Published in the The Providence Journal, August 31, 2012 (electronic) / September 7, 2012 (print)

With Hurricane Isaac flooding Louisiana and Mississippi coastal communities, the Republican Convention was an odd time for Mitt Romney to deride President Obama’s concern about rising oceans. “President Obama promised to begin to slow the rise of oceans and to heal the planet,” he scoffed. “My promise is to help you and your family.”

As governor of Massachusetts, Romney authored an ambitious Climate Protection Plan for the state, setting clear targets for curbing greenhouse gas emissions. He acknowledged at the time that the measures outlined in his plan would “help our economy, our quality of life and the quality of our environment.” Now he says we Americans shouldn’t waste our time worrying about global warming.

Romney’s current energy plan calls for “North American energy independence.” Key features include mining more coal, fast-tracking mineral leases for oil and gas wells, quick approval of Keystone XL and other cross-border pipelines, and speeding up permits for new nuclear power plants. Climate change is never mentioned, and instead of honing America’s competitive edge in the fast-growing global market for renewable energy, he mocks President Obama’s “imaginary world where government-subsidized windmills and solar panels could power the economy.”

The Republican presidential nominee takes no issue with the billions of dollars in federal revenues lost each year to tax breaks for oil and gas producers. Yet he readily dismisses the estimated 37,000 jobs that the wind industry will lose if Congress lets the federal production tax credit for new wind projects lapse at the end of this year. He claims that wind and solar should compete on their own, without government support. Why shouldn’t fossil fuels do the same?

The National Renewable Energy Laboratory estimates that we could be drawing 80 percent of our total electricity needs from renewable resources by 2050. The sun and the wind alone could fuel nearly half of our total power needs by mid-century, the lab says, using equipment that is commercially available today.

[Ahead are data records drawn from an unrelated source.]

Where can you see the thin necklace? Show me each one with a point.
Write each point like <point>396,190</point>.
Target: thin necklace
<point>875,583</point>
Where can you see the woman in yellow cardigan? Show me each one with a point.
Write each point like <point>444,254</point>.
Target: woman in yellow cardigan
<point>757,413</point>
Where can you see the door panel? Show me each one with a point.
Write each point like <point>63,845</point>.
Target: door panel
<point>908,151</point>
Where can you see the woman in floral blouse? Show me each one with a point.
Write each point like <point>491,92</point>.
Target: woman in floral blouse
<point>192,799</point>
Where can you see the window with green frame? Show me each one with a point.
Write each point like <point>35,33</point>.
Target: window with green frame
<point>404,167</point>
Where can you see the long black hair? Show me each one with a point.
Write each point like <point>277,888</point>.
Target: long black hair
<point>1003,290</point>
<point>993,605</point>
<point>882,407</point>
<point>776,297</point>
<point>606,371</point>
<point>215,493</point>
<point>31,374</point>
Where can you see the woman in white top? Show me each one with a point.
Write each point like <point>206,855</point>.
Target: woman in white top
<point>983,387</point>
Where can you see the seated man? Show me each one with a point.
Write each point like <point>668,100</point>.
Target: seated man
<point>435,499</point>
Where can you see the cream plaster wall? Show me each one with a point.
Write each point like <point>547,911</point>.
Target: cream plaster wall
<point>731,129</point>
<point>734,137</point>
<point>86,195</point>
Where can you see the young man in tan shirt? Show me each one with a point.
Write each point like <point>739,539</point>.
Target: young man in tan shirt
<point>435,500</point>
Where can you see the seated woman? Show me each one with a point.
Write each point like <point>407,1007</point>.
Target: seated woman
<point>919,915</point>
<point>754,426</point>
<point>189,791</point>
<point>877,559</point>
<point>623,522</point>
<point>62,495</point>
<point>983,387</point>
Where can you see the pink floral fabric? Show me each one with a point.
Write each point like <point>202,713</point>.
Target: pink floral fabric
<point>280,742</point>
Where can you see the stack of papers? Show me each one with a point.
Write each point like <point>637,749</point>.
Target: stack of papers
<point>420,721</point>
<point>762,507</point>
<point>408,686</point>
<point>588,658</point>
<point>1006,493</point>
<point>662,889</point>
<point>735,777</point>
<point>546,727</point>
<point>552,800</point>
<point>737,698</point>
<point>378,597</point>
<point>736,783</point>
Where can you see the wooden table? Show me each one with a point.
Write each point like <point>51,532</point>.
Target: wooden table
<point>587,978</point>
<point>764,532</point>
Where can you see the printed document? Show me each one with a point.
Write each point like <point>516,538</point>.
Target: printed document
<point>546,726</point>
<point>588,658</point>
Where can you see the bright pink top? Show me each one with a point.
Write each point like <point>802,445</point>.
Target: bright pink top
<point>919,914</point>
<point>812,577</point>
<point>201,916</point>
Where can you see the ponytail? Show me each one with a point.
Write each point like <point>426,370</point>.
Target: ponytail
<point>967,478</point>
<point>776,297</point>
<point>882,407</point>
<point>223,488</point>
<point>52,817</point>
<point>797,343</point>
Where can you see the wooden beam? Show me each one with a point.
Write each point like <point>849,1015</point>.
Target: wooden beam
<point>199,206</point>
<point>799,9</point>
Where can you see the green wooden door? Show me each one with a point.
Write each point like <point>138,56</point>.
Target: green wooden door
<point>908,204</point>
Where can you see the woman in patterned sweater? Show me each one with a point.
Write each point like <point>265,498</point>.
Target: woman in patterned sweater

Energy independence is a worthy aspiration, but we should pursue it in a manner that doesn’t ride roughshod over other important values. Coherent governance of federal lands is one of those threatened values. Romney wants to back the federal government out of the mineral leasing business, boasting that states can do a much quicker job of opening up public lands to energy exploitation. He proudly points to South Dakota, where he says permitting for new oil and gas wells takes only 10 days. Do we really want hasty and haphazard environmental review to become the new national standard for mineral extraction on nearly a billion acres of land now governed by federal law?

Romney’s “Drill baby drill” ambitions extend beyond our nation’s shores. His platform calls for “aggressively” opening up our U.S. ocean waters to oil and gas exploration, starting with federal waters off Virginia and the Carolinas. Is this the same man who, as Massachusetts governor, opposed the Cape Wind offshore wind farm because of its visual impacts when seen from the state’s shoreline, five miles from the nearest turbine? Presidential candidate Romney seems to see thousands of giant drilling platforms off our Atlantic and Pacific shores very differently, as proud emblems of American energy prowess. Given the risk of catastrophic spills, proven all too real by the BP Horizon disaster, we need to proceed with caution, not aggression, as we weigh the pros and cons of expanded offshore drilling.

The next four years present an energy opportunity that America can ill-afford to squander. We need a president who will elevate our ambitions, not bury them in policies that deepen our costly reliance on outmoded, non-renewable fuel sources.